Le imprese stanno affrontando quindi una duplice sfida: trovare addetti, spendendo anche importanti somme per formarli, e poi trovare materiale. Con il Pnrr quest’ultima esigenza appare la più preminente. Nel giro di pochi anni devono essere consegnati cantieri che normalmente in Italia vengono completati in uno o più decenni. Un diluvio di opere pubbliche e di grandi cantieri molto difficile da gestire. Devono essere recapitati macchinari e mezzi all’estero, con costi molto più elevati rispetto al passato e con esigenze impellenti. E, forse, sarà difficile soddisfare tutta la domanda.
Il caso della Sicilia
L’esempio di questa possibile difficoltà arriva dal sud Italia e, in particolare, dalla Sicilia. Qui il Pnrr ha dato una forte spinta all’apertura di cantieri attesi sull’isola da decenni. Almeno due miliardi di Euro sono stati finanziati per alcuni lotti del raddoppio della ferrovia Palermo – Catania, destinata a diventare ad alta capacità. Nel frattempo sono già partiti altri strategici lavori, quali il completamento del raddoppio della Catania – Messina, dal valore di due miliardi di Euro. In totale, Rfi sta spendendo in Sicilia undici miliardi di Euro sui 50 totali attualmente investiti in Italia. Si tratta di opere destinate a cambiare la concezione del treno sull’isola, con collegamenti molto più rapidi tra le tre grandi città siciliane nell’ottica dei corridoi europei previsti già 20 anni fa.
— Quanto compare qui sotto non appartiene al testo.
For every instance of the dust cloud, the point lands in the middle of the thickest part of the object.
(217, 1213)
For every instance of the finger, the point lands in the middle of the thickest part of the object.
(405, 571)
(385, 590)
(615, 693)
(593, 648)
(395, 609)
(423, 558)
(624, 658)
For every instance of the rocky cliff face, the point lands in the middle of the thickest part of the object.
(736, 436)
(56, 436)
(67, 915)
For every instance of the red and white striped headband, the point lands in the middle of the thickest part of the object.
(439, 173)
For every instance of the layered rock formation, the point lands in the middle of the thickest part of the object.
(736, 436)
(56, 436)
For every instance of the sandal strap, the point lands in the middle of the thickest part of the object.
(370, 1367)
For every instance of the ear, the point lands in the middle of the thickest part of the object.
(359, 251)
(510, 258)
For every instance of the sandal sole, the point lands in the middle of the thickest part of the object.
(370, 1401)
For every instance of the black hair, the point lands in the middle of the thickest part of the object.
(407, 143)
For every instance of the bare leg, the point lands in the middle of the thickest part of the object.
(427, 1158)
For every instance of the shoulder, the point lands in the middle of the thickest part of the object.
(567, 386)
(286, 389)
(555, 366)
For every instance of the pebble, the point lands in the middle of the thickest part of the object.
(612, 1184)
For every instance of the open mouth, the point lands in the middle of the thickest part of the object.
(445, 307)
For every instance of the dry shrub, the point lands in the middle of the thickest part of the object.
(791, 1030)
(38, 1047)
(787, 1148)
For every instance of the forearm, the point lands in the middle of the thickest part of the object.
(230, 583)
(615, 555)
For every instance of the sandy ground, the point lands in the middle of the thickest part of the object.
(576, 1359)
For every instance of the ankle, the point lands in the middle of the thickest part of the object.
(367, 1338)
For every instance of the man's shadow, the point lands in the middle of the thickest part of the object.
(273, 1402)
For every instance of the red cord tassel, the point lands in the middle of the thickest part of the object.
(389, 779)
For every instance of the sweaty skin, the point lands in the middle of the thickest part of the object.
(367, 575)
C’è però un problema: per portare a termine tutte queste opere occorrono almeno 24 talpe Tbm. Si tratta dei giganteschi macchinari che scavano la roccia e, al tempo stesso, costruiscono la parete di una galleria. La natura del territorio siciliano fa sì che per arrivare a completare entro le scadenze previste tutte le ferrovie già appaltate, occorre scavare molte gallerie e quindi recuperare le Tbm. Il calcolo di 24 è stato effettuato nei giorni scorsi da Ance Sicilia. Di queste 24 talpe, al momento solo una è in arrivo al porto di Catania dalla Cina. Verrà posizionata a Taormina, all’interno del cantiere della Catania – Messina, non appena i suoi 22mila pezzi saranno composti e assemblati.
Capitalo umano ma non meccanico
Per le altre il problema non è di poco conto. Difficile farle arrivare tutte nel giro di pochi mesi. A questo occorre aggiungere che nei cantieri occorre l’impiego di diecimila unità e decine di aziende. Un capitale umano che al momento la Sicilia non possiede, complice anche la crisi più che decennale del settore dell’edilizia. Se per gli operai il problema secondo l’Ance può essere superato con la formazione e con il richiamo di aziende da fuori, per le talpe il discorso è più complesso.
Da qui la proposta formulata durante l’ultimo convegno degli edili siciliani: costruire sull’isola le Tbm. Filippo Palazzo, commissario straordinario per i cantieri sulla Palermo – Catania, ha parlato di un’importante opportunità anche per il resto d’Italia: “Piuttosto che acquistarle – ha detto – potremmo realizzare in Sicilia un’officina di ricondizionamento delle Tbm e, in prospettiva, anche una fabbrica di talpe da utilizzare non solo nei cantieri siciliani, ma anche in tutti quelli di Rfi e Anas in Italia”.
I rischi per i cantieri più importanti
Il caso siciliano mostra quindi la difficoltà nel reperimento di macchinari e mezzi. Difficoltà che si potrebbero incontrare anche nei tanti cantieri che a breve verranno aperti con i fondi del Pnrr. L’idea di costruire direttamente nel nostro Paese i macchinari più importanti potrebbe dare respiro e rendere più autonoma l’Italia, attualmente in gran parte dipendente da mezzi costruiti all’estero. Ma occorre del tempo per attuarla. E il tempo per ora non è amico di Roma. Il rischio è quello di andare incontro verso un grave paradosso: scongiurato il pericolo di perdere i fondi del Pnrr, i cantieri potrebbero non partire per mancanza di manodopera e macchinari.